Anyone know what "SureSeal" technology really is? A silicone gasket on the lid?


----------



## StogieNinja (Jul 29, 2009)

"SureSeal" is a term the cheap Chinese importers use to make you think the humidor you're getting is a good one. It won't be. Even if the seal is good (and you've got 50/50 odds at best), the bottom of those humidors is razor-thin and is useless for holding humidity in. If it says it uses "SureSeal" technology, trust me, a tupperware is going to work way better for way less money.


----------



## argonaut (Oct 6, 2015)

Even the marketing/ ad copy for it is vague. It reads: "The single most important design attribute of a Humidor is its ability to hold humidity. Humidors by Quality Importers are produced using their trademarked SureSeal® Technology standard which insures the lid always seals properly. Every humidor goes through a proprietary inspection process on the production line before it receives the SureSeal® stamp of approval. These tests are executed across the entire product line to make sure each humidor will function properly and preserve your cigars for years to come." That almost makes it sound as if it's merely good Quality Control on the production line, perhaps along with making the lid a bit heavier than average. I couldn't find much else, except for the fact that there is no gasket involved.


----------



## praul0704 (Oct 25, 2015)

Hello everyone, I just wanted to put in my two cents on the topic. I have a sure seal desktop humidor that I bought from a local cigar shop. After seasoning it properly I have so say that it works well. I am using humidity beads with my humidor that maintain a constant 70% humidity at all time. It doesn't have any type of gasket or anything but it just has a nice tight seal with the wood itself. In other woods the lid and the base fit together nice and snug... Anyways, so far so good with the humidor. I will post again in a couple of months for an update. Thanks. 
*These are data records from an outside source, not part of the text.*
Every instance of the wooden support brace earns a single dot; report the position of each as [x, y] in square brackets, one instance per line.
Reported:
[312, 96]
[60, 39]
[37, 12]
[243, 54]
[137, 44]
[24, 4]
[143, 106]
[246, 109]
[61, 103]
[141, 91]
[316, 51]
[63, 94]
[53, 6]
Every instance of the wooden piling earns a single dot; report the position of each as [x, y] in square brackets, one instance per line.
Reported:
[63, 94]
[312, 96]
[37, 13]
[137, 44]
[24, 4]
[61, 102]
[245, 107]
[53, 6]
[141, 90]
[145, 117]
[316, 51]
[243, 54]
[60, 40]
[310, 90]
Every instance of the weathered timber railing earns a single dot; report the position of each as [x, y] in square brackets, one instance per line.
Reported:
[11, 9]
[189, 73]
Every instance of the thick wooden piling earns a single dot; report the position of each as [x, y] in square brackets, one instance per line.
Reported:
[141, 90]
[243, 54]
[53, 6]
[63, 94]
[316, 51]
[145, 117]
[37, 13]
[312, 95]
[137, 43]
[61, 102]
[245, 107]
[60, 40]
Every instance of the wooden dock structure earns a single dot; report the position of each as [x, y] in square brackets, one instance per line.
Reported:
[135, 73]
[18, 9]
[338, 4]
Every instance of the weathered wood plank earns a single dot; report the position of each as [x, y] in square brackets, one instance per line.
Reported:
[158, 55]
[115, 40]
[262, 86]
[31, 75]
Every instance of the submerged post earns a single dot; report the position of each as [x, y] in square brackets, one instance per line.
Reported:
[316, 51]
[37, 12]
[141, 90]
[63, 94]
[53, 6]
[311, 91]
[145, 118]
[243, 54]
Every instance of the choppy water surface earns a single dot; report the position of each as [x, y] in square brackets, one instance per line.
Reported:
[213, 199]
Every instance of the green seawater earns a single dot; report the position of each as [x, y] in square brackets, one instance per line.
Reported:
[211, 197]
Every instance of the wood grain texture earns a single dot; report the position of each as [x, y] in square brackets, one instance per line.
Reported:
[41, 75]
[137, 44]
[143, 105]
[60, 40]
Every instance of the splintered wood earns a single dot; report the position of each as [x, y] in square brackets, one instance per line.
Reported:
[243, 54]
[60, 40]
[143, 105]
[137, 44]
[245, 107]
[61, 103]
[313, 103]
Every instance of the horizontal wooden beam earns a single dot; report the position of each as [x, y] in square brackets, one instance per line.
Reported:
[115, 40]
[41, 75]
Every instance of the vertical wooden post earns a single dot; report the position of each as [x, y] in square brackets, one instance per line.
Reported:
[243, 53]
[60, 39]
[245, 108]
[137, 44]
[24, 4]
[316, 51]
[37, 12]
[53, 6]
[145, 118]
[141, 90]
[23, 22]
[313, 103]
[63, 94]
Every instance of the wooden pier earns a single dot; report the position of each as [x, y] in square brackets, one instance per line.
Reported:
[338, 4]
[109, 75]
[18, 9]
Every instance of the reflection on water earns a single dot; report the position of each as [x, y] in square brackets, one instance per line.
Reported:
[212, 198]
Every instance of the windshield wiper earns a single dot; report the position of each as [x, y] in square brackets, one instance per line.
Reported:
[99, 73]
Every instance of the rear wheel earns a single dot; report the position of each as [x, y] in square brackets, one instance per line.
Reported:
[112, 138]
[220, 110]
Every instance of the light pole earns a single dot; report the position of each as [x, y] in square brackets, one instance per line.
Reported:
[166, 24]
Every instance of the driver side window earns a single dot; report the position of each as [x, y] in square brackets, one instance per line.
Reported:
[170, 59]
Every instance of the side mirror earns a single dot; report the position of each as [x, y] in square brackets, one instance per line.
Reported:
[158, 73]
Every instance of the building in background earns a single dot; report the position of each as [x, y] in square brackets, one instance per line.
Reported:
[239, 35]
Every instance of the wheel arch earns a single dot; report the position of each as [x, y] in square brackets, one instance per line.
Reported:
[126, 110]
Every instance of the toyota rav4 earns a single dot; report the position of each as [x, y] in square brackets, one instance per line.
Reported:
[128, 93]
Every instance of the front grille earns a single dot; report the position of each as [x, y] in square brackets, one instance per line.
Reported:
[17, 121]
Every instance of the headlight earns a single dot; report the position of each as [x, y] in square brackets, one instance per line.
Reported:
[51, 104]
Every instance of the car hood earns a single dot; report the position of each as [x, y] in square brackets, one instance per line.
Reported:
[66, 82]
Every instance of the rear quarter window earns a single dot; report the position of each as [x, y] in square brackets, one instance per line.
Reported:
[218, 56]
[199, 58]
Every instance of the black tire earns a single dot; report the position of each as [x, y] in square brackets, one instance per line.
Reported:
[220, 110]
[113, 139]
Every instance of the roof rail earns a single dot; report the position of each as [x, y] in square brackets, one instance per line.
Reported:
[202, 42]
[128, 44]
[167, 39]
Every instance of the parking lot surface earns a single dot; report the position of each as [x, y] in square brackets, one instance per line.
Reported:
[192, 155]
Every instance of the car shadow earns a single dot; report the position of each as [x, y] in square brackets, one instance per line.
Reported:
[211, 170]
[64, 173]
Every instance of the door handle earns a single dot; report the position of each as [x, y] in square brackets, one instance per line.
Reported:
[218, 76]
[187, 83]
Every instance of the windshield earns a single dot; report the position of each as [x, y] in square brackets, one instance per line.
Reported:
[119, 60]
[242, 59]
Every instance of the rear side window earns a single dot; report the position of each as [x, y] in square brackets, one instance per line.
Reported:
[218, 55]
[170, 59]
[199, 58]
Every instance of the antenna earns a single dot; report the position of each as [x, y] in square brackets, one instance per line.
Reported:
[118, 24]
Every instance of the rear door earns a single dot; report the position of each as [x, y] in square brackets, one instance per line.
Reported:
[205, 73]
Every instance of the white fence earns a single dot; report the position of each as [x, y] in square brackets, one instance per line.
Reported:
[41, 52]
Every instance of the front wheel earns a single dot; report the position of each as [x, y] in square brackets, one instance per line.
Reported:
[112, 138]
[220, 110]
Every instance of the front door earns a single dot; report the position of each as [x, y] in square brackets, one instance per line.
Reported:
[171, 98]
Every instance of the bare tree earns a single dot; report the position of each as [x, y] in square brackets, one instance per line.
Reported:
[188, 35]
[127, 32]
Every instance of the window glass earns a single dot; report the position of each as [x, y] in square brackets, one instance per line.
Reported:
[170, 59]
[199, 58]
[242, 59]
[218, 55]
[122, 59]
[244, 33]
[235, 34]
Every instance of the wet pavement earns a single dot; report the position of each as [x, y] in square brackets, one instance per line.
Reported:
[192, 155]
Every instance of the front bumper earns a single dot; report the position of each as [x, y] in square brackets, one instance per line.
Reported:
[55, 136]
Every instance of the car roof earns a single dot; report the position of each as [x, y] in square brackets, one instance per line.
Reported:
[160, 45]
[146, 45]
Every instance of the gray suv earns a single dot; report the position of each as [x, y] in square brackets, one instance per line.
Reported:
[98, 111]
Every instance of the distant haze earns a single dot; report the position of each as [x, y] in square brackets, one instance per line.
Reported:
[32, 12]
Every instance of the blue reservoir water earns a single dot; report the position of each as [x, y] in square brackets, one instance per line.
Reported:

Sent from my iPhone using Tapatalk


----------



## Champagne InHand (Sep 14, 2015)

praul0704 said:


> Hello everyone, I just wanted to put in my two cents on the topic. I have a sure seal desktop humidor that I bought from a local cigar shop. After seasoning it properly I have so say that it works well. I am using humidity beads with my humidor that maintain a constant 70% humidity at all time. It doesn't have any type of gasket or anything but it just has a nice tight seal with the wood itself. In other woods the lid and the base fit together nice and snug... Anyways, so far so good with the humidor. I will post again in a couple of months for an update. Thanks.
> 
> Sent from my iPhone using Tapatalk


Both of my humidors had the sure seal technology listed. I think it is just a very tight cedar on cedar from what I could tell. The small 50 ct for corona size seems to work just fine. My treasure dime from Cheap Humidors is a very nice copy of an older design that was duplicated and is very nice. I VE posted a couple pictures before but I'll do it again. I have two tupperdors and building another. I also use a large 2 gallon Ziploc freezer bag for 2 boxes if 20 with a Boveda bad inside while latest tupperdor is being finished. 






outside. 






inside. Holds humidity nicely. It's big and heavy unit. 3 large Boveda bags on the bottom. I have also wet the magnetic foam based humidifiers on top with the PG anti fungal solution. It was $200 delivered. I tried to read up as much as possible. The only thing I worried about was that micro screws weren't pre drilled so slight cracks at the hinges on the sides. The piano hinge seemed unaffected. The box is mostly Spanish red cedar, with a thin burl veneer and multiple coats of lacquer on the outside. It seasoned nicely. Nice air circulation design. I think cheap humidors dot com must get humidors with slight blemishes as mine had feathered scratches in the top of the dome. Something easily fixed. They do annoy you trying to get you to by cigars from them but safe unsubscribe got me off their list. With any online purchase I'm sure they sell your personal info. I just don't put a real telephone number down. It's not like I don't get junk mail from other places. Saks5thavenuedotcom seems to send me more offers than Thompson or JR. I will unsubscribe after Christmas. I bought my wife a great purse for about 60% off retail. Plus I got a one time 10% good on any brand during any sale. Those brands that mandate no sales prices... S5A just eats that profit loss as they are large enough to not care. It's like Vegas. Eventually the house always wins. Unsubscribe as soon as possible.

What shall we have? An '82 Margaux! Is it any good? Good....?, It will make you believe in God!


----------



## DonMerlin (Oct 26, 2015)

Nice looking humidor. And a wine cellar to keep it in! Livin the dream.


----------